Analise pulled the book Blackwood had given her from beneath her bed. She stared at it, wondering whether this was the right thing to do, then crawled onto the bed with it. Sitting cross-legged, she took a deep breath and opened it.

She had questions that alchemy and science could not answer. Perhaps the Church could.

Charles hinted that death magic was also about life, that life and death were two sides of the same coin. Analise had never heard anyone else refer to her magic like that. She’d always known death witches were not the only ones to see spirits; Charles said she was clairaudient, which meant so were the mediums and seers and anyone who dabbled in the other side, the soothsayers and druids of a time long gone. Being able to take life was unique to a Daughter of Lilith.

According to Charles, if someone had enough understanding of how the body worked, they would know the way the body acted in those moments before death. The stopping of the heart, either slowly or abruptly. The cooling of the blood and, eventually, flesh and organs.

If someone knew how to cause death, could they not reverse it?

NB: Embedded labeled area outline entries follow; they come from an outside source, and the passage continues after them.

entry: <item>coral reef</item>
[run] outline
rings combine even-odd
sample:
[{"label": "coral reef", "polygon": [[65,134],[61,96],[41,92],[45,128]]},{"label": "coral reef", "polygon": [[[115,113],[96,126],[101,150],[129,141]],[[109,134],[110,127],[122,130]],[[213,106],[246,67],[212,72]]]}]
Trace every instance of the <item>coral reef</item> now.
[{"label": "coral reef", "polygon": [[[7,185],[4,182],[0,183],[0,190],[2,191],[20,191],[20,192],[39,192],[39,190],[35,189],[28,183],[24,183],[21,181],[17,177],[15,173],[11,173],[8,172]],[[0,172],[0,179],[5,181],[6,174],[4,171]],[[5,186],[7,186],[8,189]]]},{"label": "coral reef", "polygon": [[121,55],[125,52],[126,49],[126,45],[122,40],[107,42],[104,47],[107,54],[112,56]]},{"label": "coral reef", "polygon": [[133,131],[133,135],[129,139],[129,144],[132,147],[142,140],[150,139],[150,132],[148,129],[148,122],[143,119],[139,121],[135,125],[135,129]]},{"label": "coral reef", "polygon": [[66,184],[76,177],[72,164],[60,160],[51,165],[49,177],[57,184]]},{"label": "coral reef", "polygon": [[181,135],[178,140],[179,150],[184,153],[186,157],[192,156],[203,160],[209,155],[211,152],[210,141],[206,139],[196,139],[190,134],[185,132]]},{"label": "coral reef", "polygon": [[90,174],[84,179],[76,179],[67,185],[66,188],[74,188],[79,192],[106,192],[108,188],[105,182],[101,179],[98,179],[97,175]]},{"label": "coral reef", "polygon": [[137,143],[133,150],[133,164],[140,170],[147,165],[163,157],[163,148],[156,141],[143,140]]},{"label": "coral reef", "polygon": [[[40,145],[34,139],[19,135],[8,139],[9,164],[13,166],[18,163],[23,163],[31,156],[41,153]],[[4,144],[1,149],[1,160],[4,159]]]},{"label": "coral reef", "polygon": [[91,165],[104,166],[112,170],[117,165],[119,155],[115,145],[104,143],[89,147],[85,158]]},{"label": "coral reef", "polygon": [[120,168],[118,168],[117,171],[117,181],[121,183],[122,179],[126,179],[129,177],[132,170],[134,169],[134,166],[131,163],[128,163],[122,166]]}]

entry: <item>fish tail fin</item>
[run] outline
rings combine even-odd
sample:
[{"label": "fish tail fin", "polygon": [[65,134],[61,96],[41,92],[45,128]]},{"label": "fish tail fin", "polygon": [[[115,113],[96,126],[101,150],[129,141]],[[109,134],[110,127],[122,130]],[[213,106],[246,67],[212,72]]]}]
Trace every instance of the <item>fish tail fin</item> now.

But even if someone could bring a soul back from the other side and somehow guide it back into its body, should they?

She’d learnt more about her magic after one conversation with an alchemist—who she was certain was not entirely sane—than she had over the last twenty-five years of her life. All Analise had was rumour and conjecture, things she picked up on the streets and things the nuns told her. She’d never spoken to another death witch.